Fig. 3.. Inferring epidemic trajectory from cross-sectional surveillance samples with observed cycle threshold (Ct) values yields nearly unbiased estimates of the time-varying effective reproductive number, R_t, whereas changing testing rates lead to biased estimation using reported case counts.

(A) Number of positive tests per day by sampling time in epidemic and testing scheme for reported case counts (top row) and surveillance Ct sampling (bottom row), from a simulated susceptible-exposed-infectious-recovered (SEIR) epidemic. Observation times are shown by vertical lines. (B) R_t estimates from 100 simulations for each epidemic sampling time, testing scheme, and estimation method. Each point is the posterior median from a single simulation. R_t estimates for reported case counts use EpiNow2 estimation and for surveillance Ct samples use the Ct-based likelihood for one or multiple cross-sections fitted to an SEIR model. True model-based R_t on the sampling day is indicated by the black star and dashed horizontal line, while an R_t of 1, indicating a flat outbreak, is indicated by the solid horizontal line.

Fig. 4.. Single cross-sectional distributions of observed cycle threshold (Ct) values can estimate growth rate and multiple cross-sectional distributions can estimate the complex statewide epidemic trajectory from hospital-based surveillance at Brigham & Women’s Hospital in Massachusetts.

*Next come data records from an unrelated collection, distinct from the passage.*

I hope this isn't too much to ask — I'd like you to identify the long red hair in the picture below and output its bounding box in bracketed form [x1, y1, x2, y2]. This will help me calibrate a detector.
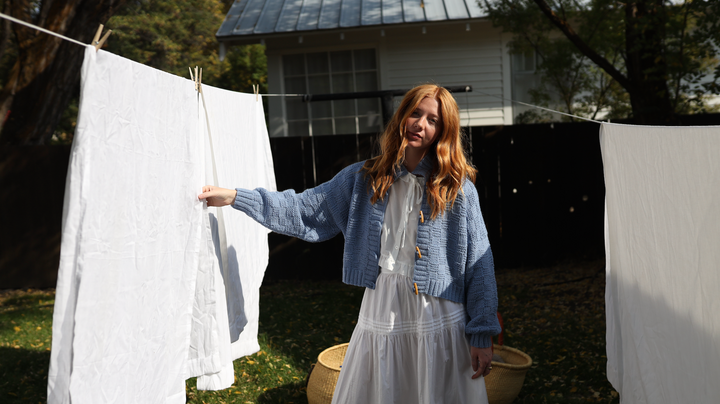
[362, 84, 477, 219]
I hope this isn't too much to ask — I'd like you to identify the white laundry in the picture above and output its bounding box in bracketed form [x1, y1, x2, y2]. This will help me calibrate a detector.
[600, 124, 720, 404]
[198, 86, 276, 390]
[48, 47, 274, 404]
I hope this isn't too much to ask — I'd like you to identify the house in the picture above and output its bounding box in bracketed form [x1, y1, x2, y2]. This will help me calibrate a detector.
[216, 0, 534, 136]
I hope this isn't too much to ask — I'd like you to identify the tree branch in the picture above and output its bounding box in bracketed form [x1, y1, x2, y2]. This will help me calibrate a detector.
[533, 0, 632, 92]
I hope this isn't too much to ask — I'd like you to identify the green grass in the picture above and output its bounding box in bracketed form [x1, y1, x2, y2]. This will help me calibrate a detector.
[0, 262, 618, 404]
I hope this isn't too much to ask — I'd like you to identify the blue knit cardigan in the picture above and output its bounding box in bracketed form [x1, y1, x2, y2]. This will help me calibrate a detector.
[232, 156, 500, 348]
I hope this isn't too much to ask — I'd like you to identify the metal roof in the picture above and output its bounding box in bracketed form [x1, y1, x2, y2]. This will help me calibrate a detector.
[216, 0, 486, 40]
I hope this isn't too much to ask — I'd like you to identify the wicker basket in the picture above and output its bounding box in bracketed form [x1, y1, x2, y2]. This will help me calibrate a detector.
[307, 344, 348, 404]
[485, 344, 532, 404]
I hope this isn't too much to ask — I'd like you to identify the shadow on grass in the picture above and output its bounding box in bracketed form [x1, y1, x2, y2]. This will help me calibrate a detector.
[260, 281, 365, 370]
[0, 347, 50, 404]
[257, 383, 307, 404]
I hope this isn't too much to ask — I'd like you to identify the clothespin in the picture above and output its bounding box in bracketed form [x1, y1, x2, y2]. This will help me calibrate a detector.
[91, 24, 112, 51]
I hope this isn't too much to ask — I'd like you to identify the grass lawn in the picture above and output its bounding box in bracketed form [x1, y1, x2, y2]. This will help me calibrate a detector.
[0, 262, 619, 404]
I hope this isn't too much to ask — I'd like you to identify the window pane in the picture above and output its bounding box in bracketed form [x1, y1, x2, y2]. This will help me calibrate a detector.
[525, 51, 535, 71]
[358, 114, 382, 133]
[335, 118, 355, 135]
[307, 52, 328, 74]
[333, 100, 355, 117]
[330, 51, 352, 73]
[358, 98, 380, 115]
[288, 121, 310, 136]
[333, 73, 354, 93]
[285, 97, 307, 119]
[310, 101, 332, 118]
[308, 74, 330, 94]
[283, 54, 305, 76]
[285, 77, 307, 94]
[313, 119, 332, 136]
[355, 72, 377, 91]
[355, 49, 377, 70]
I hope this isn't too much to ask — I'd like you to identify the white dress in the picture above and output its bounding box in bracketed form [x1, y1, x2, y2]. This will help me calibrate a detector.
[332, 174, 488, 404]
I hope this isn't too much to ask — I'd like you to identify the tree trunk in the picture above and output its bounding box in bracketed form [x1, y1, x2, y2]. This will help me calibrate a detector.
[625, 0, 677, 125]
[0, 0, 126, 145]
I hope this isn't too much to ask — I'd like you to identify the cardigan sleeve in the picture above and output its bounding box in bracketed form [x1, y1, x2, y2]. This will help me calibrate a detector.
[232, 163, 362, 242]
[463, 181, 501, 348]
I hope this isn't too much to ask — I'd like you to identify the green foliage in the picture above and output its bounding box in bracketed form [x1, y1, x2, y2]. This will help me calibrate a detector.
[481, 0, 720, 121]
[0, 291, 55, 404]
[107, 0, 267, 92]
[49, 0, 267, 144]
[0, 261, 618, 404]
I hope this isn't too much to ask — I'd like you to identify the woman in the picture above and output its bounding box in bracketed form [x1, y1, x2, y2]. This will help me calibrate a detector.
[199, 84, 500, 404]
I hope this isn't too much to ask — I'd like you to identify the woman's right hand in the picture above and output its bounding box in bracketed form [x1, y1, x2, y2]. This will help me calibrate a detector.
[198, 185, 237, 206]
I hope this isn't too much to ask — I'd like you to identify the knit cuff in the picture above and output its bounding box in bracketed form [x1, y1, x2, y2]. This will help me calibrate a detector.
[232, 188, 257, 213]
[470, 334, 492, 348]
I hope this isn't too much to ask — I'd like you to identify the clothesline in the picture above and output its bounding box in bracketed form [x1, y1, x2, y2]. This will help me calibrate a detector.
[0, 13, 602, 123]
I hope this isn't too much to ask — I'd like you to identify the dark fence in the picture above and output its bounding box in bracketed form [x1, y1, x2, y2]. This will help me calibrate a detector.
[0, 114, 720, 289]
[266, 123, 605, 279]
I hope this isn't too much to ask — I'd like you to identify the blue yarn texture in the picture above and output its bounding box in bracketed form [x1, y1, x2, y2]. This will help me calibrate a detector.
[232, 157, 500, 348]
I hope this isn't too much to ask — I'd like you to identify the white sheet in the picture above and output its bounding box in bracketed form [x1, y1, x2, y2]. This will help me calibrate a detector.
[600, 124, 720, 404]
[48, 47, 274, 404]
[198, 79, 276, 390]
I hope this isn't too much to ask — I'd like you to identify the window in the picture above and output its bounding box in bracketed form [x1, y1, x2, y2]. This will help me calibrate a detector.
[282, 49, 382, 136]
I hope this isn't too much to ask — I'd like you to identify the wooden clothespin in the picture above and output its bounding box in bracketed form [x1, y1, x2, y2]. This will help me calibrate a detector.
[188, 66, 202, 92]
[91, 24, 112, 51]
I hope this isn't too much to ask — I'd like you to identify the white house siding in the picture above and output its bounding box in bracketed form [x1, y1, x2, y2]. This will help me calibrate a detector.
[266, 20, 512, 136]
[380, 23, 512, 126]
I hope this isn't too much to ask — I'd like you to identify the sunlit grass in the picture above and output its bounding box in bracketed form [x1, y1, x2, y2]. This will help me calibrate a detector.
[0, 262, 618, 404]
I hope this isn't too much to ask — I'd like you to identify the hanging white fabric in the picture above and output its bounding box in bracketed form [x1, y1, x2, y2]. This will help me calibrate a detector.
[48, 46, 274, 404]
[600, 124, 720, 404]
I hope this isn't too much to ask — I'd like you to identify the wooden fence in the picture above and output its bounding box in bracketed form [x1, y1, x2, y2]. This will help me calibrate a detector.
[0, 114, 720, 289]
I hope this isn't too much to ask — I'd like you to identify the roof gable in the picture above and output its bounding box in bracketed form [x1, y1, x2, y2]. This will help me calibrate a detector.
[216, 0, 485, 40]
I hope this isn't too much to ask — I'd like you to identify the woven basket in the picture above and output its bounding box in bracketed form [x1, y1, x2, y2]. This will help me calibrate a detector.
[307, 344, 348, 404]
[485, 344, 532, 404]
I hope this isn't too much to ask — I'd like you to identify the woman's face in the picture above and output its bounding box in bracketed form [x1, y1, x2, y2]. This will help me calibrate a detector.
[405, 97, 441, 155]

(A) Daily confirmed new cases in Massachusetts (gray bars) and estimated time-varying effective reproductive number, R_t. (B) Estimated R_t from the case counts vs. median and skewness of observed Ct value distribution by weekly sampling times. (C) Distribution (violin plots and points) and smoothed median (blue line) of observed Ct values by sampling week. (D) Posterior median (yellow arrow) and distribution (blue shaded area) of estimated daily growth rate of incident infections from a susceptible-exposed-infectious-recovered (SEIR) model fit to a single cross-section of observed Ct value data from the week commencing 2020-05-24. Shading density is proportional to posterior density. (E) Posterior medians (yellow arrow) and full distributions (blue shaded area) of estimated daily growth rate of incident infections from SEIR models each fit to a single cross-section by sampling week used. Red box denotes the panel from (D). (F) Posterior distribution of relative probability of infection by date from a Gaussian Process (GP) model fit to all observed Ct values (ribbons show 95% and 50% credible intervals, line shows posterior median). (G) Comparison of estimated daily growth rate of incident infections from GP model (blue line and shaded ribbons show posterior median and 95% CrI) to that from R_t estimation using observed case counts (red and green line and shaded ribbons show posterior median and 95% CrI) by date. Note that the x-axis is truncated at 2020-04-01, but estimates stretch back to 202-03-01 (Fig. S13).